Bien évidemment ce tour d'horizon de la fragmentation ne serait pas complet sans évoquer le (futur) nouveau grand média, à savoir Internet. Sa force réside tout à la fois dans sa capacité à être un média “one to many” que “one to one”. Selon les technologies utilisées, l'annonceur pourra, dès la mise en ligne de sa publicité, mesurer les premiers retours sinon sur investissements au moins sur l'intérêt suscité par sa campagne. Progressivement les tabous tombent un à un, et l'on constate une montée en puissance du média Internet pour les produits de grande consommation. Certes, la part que ces annonceurs consacrent au média reste encore bien modeste (1,7 % vs 77,6 % pour la télévision) mais la phase d'expérimentation est aujourd'hui terminée et Internet s'invite dans les stratégies médias. Entre 2004 et 2005 les sommes investies sur ce média ont doublé pour l'alimentaire, ont été multipliées par 2,4 pour la toilette beauté, par 6 pour les boissons et par 4 pour l'entretien, alors que dans le même temps les investissements totaux de ces secteurs plongeaient de 8,4 %. En 2005, Internet est le seul média à avoir ainsi résisté aux coupes budgétaires des annonceurs de la grande consommation.
Au final, sur l'ensemble des secteurs, le média Internet a accru son portefeuille annonceurs de 30 % entre 2004 et 2005 et de 57 % en trois ans. Cela prouve bien le référencement de plus en plus fréquent du média dans les stratégies des marques.

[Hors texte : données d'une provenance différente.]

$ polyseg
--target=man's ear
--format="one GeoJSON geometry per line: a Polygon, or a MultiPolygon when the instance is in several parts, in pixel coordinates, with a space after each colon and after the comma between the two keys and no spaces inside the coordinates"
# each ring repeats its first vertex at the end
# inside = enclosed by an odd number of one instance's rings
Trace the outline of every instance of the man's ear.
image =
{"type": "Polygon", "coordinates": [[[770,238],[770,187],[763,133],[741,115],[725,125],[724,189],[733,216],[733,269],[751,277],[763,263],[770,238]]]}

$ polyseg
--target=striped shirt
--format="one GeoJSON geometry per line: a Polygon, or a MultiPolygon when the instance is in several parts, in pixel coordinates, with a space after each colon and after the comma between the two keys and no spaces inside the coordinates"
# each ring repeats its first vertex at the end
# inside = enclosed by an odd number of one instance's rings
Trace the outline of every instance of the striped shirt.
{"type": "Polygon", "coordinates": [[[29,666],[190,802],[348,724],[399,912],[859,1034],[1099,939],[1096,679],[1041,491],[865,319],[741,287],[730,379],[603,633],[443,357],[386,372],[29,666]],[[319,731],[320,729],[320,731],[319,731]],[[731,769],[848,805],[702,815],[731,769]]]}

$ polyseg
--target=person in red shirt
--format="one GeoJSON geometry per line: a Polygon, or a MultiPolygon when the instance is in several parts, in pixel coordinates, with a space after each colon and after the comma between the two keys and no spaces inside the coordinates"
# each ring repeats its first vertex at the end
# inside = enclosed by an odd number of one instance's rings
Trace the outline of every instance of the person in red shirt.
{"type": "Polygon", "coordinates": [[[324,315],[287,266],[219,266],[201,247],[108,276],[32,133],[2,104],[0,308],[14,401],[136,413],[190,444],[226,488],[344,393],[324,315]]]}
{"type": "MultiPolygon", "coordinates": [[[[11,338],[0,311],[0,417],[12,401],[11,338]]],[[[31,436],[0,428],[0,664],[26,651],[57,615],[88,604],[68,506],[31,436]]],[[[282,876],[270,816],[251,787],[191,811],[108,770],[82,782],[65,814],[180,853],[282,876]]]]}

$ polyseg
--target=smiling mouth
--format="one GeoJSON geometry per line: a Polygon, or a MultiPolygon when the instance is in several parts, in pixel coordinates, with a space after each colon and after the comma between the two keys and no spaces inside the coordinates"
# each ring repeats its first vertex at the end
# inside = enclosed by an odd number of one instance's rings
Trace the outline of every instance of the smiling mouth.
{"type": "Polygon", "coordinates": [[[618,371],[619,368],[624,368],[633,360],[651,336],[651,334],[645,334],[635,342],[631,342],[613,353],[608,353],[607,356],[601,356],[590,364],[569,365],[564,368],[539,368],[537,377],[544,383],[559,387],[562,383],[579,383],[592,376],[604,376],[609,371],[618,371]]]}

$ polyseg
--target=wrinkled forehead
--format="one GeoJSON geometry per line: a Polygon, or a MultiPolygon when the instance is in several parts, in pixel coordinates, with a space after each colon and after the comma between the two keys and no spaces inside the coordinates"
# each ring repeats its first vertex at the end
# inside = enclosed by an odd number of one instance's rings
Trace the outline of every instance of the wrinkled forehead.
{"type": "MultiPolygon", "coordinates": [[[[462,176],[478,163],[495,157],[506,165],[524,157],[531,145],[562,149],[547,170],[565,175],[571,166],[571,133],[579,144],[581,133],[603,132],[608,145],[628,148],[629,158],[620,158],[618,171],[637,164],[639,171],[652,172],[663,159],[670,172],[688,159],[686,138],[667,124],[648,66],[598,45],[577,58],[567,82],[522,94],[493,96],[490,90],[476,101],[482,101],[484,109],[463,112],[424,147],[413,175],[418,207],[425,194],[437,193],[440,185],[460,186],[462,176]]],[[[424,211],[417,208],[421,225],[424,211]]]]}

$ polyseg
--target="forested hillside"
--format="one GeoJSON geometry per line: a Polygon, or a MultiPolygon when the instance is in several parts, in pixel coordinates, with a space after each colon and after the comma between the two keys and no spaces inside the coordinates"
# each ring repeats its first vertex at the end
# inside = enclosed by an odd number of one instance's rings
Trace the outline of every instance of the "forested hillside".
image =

Après ce rapide tour d'horizon flatteur sur l'atomisation des médias, il convient cependant de remettre quelques données à leur juste place : malgré ce phénomène général de morcellement, les recettes brutes des médias restent encore bien concentrées. En télévision, les six chaînes hertziennes nationales représentent encore 90 % du média télévision. En presse magazine, 15 titres sur les 334 étudiés par TNS couvrent 38 % des recettes du média. En radio, les trois principales stations représentent 41 % des recettes du média sur les 19 stations nationales mesurées. Et même sur Internet, malgré l'offre pléthorique de sites, les portails et moteurs de recherches couvrent à eux seuls 34,2 % du média devant les fournisseurs d'accès (28,6 %). Or ces deux catégories de sites abritent moins de 10 sites qui s'arrogent près de 63 % des recettes du média.
On peut alors conclure qu'il existe non seulement un morcellement de l'offre publicitaire mais aussi que cela est clairement visible dans la mesure des investissements consacrés par les annonceurs. Mais ces derniers restent prudents car l'émergence de leurs marques est, certes, primordiale mais il existe une incontestable prime aux leaders, à ceux qui prouvent, chiffres à l'appui leur force et leur intérêt pour la marque. Là encore Internet aura été un bon exemple, car après des sur promesses, il aura fallu cinq longues années et une certaine “rentrée dans le rang” pour qu'enfin les annonceurs non technologiques y arrivent en masse. Les instruments de mesure, à commencer par l'audience, sont donc d'autant plus utiles pour rassurer. Le mouvement d'atomisation s'amplifiera certainement à l'avenir avec le développement du média téléphone mobile, mais la seule modernité ne suffira pas à convaincre les annonceurs.